La substitution des véhicules thermiques anciens par des véhicules électrifiés doit diminuer les émissions de CO2 des flottes tout en contribuant au développement de la filière française, mais aussi entraîner une économie budgétaire de fonctionnement en réduisant les coûts d’entretien et de carburant.

Rappelons que la loi de finances rectificative pour 2020 a déjà débloqué 75,3 millions d’euros supplémentaires en vue de renouveler et verdir les flottes de la police et de la gendarmerie nationales (voir notre article).

Développer les mobilités partagées

En parallèle, 1,2 milliard d’euros seront ainsi consacrés au développement des mobilités du quotidien, à savoir le vélo et les transports en commun. « Des aides seront apportées aux collectivités pour financer des pistes cyclables et des places de stationnement sécurisé », précise le gouvernement. Tandis que « le plan de relance soutiendra le développement d’offres ferroviaires dans les zones urbaines les plus denses, l’amélioration de services existants, la création de nouvelles lignes de transports collectifs en site propre. »

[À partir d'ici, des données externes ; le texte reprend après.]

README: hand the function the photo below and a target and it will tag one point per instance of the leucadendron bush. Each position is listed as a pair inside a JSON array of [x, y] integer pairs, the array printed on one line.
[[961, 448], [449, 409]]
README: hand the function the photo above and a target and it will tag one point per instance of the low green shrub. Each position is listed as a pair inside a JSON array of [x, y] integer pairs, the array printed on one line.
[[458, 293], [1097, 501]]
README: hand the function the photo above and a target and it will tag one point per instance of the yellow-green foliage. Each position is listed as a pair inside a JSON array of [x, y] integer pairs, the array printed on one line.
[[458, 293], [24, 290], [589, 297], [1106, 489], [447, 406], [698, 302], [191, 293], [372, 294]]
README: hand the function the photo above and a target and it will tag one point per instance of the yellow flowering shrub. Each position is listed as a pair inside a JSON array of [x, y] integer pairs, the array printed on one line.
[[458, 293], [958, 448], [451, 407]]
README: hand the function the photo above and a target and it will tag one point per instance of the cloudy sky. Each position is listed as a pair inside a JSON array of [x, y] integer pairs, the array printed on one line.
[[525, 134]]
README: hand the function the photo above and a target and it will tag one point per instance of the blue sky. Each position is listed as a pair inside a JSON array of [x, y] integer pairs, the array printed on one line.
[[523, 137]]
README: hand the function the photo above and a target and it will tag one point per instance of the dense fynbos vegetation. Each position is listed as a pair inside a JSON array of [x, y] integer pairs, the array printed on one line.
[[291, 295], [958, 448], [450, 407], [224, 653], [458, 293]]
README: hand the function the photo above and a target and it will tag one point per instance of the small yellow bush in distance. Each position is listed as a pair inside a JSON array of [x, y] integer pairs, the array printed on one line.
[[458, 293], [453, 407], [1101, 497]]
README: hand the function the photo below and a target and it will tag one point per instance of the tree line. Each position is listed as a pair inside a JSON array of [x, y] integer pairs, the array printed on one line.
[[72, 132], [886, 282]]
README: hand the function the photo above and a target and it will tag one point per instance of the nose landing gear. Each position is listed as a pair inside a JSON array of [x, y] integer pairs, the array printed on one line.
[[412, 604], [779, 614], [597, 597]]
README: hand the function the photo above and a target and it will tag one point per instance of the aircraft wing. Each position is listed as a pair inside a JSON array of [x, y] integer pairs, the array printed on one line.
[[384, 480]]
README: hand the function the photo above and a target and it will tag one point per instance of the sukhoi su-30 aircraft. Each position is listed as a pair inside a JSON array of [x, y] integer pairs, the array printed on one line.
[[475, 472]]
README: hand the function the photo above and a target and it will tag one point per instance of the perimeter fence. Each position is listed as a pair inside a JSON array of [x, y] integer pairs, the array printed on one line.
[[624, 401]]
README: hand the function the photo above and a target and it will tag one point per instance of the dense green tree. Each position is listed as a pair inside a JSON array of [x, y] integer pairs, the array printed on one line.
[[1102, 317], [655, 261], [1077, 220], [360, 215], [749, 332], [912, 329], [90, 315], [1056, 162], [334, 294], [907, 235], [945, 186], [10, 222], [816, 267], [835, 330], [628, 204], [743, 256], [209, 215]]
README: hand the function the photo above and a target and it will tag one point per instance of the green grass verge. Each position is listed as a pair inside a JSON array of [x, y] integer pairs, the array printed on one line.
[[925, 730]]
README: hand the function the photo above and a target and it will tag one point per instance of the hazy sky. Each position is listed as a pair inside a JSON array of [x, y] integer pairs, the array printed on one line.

En outre, 550 millions d’euros supplémentaires seront alloués à l’accélération des travaux de modernisation et d’amélioration des infrastructures de transport. Le gouvernement veut notamment développer des bornes de recharge sur les routes nationales et les autoroutes. Il souhaite aussi promouvoir le report modal de la voiture vers les transports en commun et les mobilités partagées en créant des voies réservées, des parkings relais et des pôles d’échanges multimodaux, mais aussi renforcer le contrôle des voies réservées et des zones à faibles émissions mobilité.

Relancer le ferroviaire

Le plan de relance soutiendra aussi sur le ferroviaire qui sera financé à hauteur de 4,7 milliards d’euros afin de « régénérer et moderniser le réseau national le plus circulé » mais aussi « réinvestir, aux côtés des régions, dans les lignes de desserte fine du territoire pour augmenter l’offre dans les territoires moins denses et mieux les relier aux zones urbaines. » Le réseau ferroviaire devra en outre s’adapter au transport de marchandise pour devenir une alternative « attractive et efficace » au transport routier.

Des énergies et technologies « vertes »

Enfin, le gouvernement mise sur les « énergies et technologies vertes ». 7 milliards d’euros seront mobilisés pour le développement de l’hydrogène dit « vert », dont 2 milliards sur la période 2020-2022. Avec notamment le lancement d’un projet européen visant à développer et industrialiser les solutions françaises dans le domaine des piles à combustible, des réservoirs et des matériaux pour les véhicules hydrogène ainsi que des électrolyseurs.

Le plan de relance ne néglige pas pour autant la filière nucléaire qui bénéficiera d’un budget de 200 millions d’euros ainsi d’un programme d’investissements d’avenir. En outre, 3,4 milliards d’euros financeront le développement de marchés clés tels ceux de l’hydrogène, du recyclage et de la réincorporation de matériaux recyclés ou encore les produits biosourcés et les biocarburants.